É razoável que para esse novo modelo de negócio os marketplaces contribuam com o fisco na entrega de suas obrigações acessórias, como por exemplo a DIMP – que apresenta todas as informações sobre transações com débito, crédito, cartão de loja (private label) – e outros instrumentos como sistema de pagamento eletrônico, possibilitando assim possível fiscalização dos lojistas registrados na plataforma, o que facilitaria o processo de apuração de eventuais irregularidades por parte dos contribuintes (lojistas) cadastrados nos marketplaces.
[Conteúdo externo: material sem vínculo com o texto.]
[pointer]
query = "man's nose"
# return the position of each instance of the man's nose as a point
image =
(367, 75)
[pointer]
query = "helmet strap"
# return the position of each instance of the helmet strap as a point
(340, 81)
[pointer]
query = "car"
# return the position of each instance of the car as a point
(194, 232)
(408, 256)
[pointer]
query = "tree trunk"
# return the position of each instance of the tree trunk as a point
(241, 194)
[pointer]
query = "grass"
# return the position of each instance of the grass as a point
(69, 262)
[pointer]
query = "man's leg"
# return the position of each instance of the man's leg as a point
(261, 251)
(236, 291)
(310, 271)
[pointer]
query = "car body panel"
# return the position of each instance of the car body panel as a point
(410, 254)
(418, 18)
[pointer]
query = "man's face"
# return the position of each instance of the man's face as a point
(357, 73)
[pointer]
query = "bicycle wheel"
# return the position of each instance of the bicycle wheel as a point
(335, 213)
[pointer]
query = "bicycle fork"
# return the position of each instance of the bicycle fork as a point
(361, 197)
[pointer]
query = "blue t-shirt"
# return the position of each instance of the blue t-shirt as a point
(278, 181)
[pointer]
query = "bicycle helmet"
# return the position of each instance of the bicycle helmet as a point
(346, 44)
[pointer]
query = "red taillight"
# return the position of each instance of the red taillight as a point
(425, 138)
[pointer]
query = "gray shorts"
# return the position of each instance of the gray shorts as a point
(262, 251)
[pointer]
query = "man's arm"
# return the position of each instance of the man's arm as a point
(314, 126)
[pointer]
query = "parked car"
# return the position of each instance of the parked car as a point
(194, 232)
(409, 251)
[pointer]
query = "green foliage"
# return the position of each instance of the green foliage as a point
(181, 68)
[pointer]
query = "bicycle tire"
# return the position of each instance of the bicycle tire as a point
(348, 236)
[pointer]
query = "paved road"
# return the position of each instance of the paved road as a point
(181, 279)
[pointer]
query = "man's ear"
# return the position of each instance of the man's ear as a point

A responsabilidade solidária só pode ocorrer quando houver descumprimento de deveres para com a administração tributária, e desde que tenha havido contribuição para a situação de inadimplência do contribuinte (RE 562.276). Para isso é necessário observar a legalidade e constitucionalidade na implementação da responsabilização.

Por fim, no que diz respeito às novas legislações que determinam que basta que o pagamento e repasse ocorram por meio da plataforma, para que haja responsabilidade solidária, há de se repensar que a atividade principal (atividade final) é reunir as partes para a realização do negócio. A oferta de pagamentos online por meio das plataformas é a atividade que permite a intermediação da venda de produtos (atividade fim), tornando-se uma mera ferramenta para os fins do negócio.

Considerar os princípios da razoabilidade e proporcionalidade para analisar as novas legislações propostas e seus impactos aos marketplaces é ferramenta fundamental para a ascensão da nova economia.